Jetzt auf jeden Fall noch schnell auf Facebook gucken, dass ich auch alles deaktiviert habe, was mit der Markierung zu tun hat. Und dann den Link zu diesem Blog teilen, dass niemand denkt, ich sei unhöflich…

Sachsen will Software für Blogosphäre-Monitoring

Jetzt überlege ich:  Wie verhält sich dies Datensammeln über mich, was vorgeblich für mich ein Service sein soll, aber klar dem Verkaufen dient, zu dem, was mein Freistaat plant? Ich zitiere aus der Ausschreibung der Staatskanzlei:  „Bereitstellung einer bereits vorhandenen Software zur Beobachtung (Monitoring) der Kommunikation in sozialen Netzwerken und der Blogosphäre (Social Web) für den Freistaat Sachsen; Betrieb der Software auf Rechnern des Auftragnehmers (Betreiberleistung); …..“ – Was wofür wie teuer will Sachsen da was kaufen, fragt sofort der Abgeordnete, für den ich arbeite. http://www.johannes-lichdi.de/datenschutz.html

Ich kann es immer noch nicht richtig glauben, dass Sachsen wirklich so etwas anschaffen will. Sicher, ich kenne Inhaltsanalysen und ihre Methoden, aber das macht ein demokratisches Bundesland doch nicht mit seinen Bürgern! Wer stellt denn da die Fragen? Und wer kriegt die Ergebnisse? Und was, verdammt, passiert dann damit?

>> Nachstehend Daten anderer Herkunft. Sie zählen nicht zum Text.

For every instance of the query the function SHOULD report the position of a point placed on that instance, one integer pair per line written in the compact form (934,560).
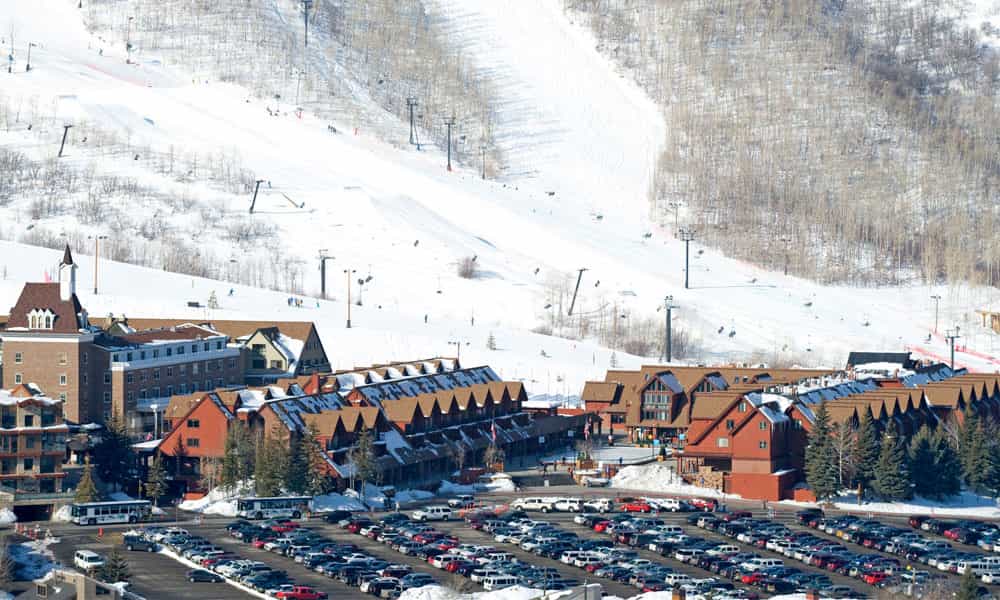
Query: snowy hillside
(189,154)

Ich bin gespannt, ob und wie sich diese Nachricht verbreitet. Als bekannt wurde, dass die Schufa soziale Netzwerke nutzen will, gab das ja einen deutlichen Abwehrsturm. Irgendwie nervt es auch, dass man sagt, schon wieder Sachsen. Aber da wehre ich mich: Das liegt nicht an Sachsen, sondern an denen, die es derzeit und schon lange regieren. Wie  Antje Hermenau sagte: Die beste Imagekampagne für Sachsen wäre eine neue Regierung.